# NUCHAL SCUTE



## ALDABRAMAN (Apr 26, 2011)

If you were going to purchase an aldabra torotise would you prefer one with a nuchal scute, without a nuchal scute, or it would not matter?

Our last clutch we have about 7 without nuchal scutes out of 11 hatchlings so far. We have only had 3 prior to this year ever. 1.34% of all aldabra tortoises do not naturally have a nuchal scute. Thanks in advance for participating in this poll. Please feel free to comment, etc.


----------



## Cameron (Apr 26, 2011)

wouldn't matter at all to me.


----------



## dmarcus (Apr 26, 2011)

I would definitly say that it would not matter to me, just owning one would be awesome.


----------



## zesty_17 (Apr 26, 2011)

It really doesn't matter either way for me, just having an aldab would be cool. I will admit though, for bragging rights, one without would be neat to have to explain the ratio/differences etc...


----------



## ALDABRAMAN (Apr 26, 2011)

zesty_17 said:


> It really doesn't matter either way for me, just having an aldab would be cool. I will admit though, for bragging rights, one without would be neat to have to explain the ratio/differences etc...
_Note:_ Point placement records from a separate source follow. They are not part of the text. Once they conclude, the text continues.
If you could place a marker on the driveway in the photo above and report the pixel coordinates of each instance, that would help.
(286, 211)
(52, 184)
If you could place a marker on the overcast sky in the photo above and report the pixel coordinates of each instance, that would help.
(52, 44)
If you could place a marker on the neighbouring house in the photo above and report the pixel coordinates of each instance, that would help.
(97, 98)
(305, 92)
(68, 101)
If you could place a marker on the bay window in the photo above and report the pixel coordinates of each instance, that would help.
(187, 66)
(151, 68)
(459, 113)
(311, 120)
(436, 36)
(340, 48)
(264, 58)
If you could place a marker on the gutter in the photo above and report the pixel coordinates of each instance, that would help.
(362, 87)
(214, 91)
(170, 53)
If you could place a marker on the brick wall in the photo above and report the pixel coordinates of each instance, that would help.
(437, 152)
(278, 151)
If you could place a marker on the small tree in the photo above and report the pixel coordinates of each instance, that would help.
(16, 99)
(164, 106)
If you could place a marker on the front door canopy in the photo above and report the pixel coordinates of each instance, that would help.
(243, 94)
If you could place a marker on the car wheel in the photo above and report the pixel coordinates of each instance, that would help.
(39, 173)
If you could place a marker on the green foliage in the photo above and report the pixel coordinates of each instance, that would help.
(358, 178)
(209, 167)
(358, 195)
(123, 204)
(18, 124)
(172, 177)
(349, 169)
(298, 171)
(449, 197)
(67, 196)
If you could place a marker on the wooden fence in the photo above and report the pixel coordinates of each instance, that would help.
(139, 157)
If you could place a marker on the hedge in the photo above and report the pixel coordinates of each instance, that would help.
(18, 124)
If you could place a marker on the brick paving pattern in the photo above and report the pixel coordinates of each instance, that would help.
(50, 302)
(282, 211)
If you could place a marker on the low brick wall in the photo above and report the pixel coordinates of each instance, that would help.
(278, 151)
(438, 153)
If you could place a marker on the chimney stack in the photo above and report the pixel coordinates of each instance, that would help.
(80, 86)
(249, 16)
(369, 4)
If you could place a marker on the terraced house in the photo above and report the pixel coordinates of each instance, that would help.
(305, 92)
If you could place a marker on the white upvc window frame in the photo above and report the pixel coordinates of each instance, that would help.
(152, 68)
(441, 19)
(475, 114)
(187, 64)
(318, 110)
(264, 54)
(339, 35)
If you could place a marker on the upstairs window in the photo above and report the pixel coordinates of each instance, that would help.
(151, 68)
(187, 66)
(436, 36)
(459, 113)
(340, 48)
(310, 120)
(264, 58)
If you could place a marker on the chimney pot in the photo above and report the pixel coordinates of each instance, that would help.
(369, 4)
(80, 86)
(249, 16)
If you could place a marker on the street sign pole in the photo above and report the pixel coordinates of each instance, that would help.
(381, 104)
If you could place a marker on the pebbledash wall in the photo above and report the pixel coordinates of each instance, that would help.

That is my thoughts as well, we have only had three ever, we keep two and one went to a great customer who "reallllly" wanted it. This year we have at least 7 out of our last clutch without. All of our adults have nuchal scute!


----------



## Orko (Apr 26, 2011)

I prefer, and I am getting, one with the nuchal, probably since is the first one, I rather have the "traditional" one.


----------



## Zouave (Apr 26, 2011)

I'd say the rarer "without" if i had the choice but wouldn't turn away a "with" ... hmmm.... the "haves" and the "have nots". lol


----------



## ticothetort2 (Apr 27, 2011)

Aesthetically I like the Non-nuchal shell, but like everyone else...either one would be fine if I had the chance.


----------



## bikerchicspain (Apr 27, 2011)

It wouldnt bother me, i would just like the room to have one let alone have one.lol


----------



## Rjhoop (Apr 27, 2011)

Hey could you post pictures of each?That would help alot of people determine i think!!


----------



## ALDABRAMAN (Apr 27, 2011)

Rjhoop said:


> Hey could you post pictures of each?That would help alot of people determine i think!!



Sure, here are some old pictures showing one with and one without.


----------



## Rjhoop (Apr 27, 2011)

Yea, i voted no!!I think they look much better without it!But my vote was for voting purposes only, we dont always get what we vote for but i would buy one (given i had enough room) either way!!


----------



## tomn (Apr 30, 2011)

interesting


----------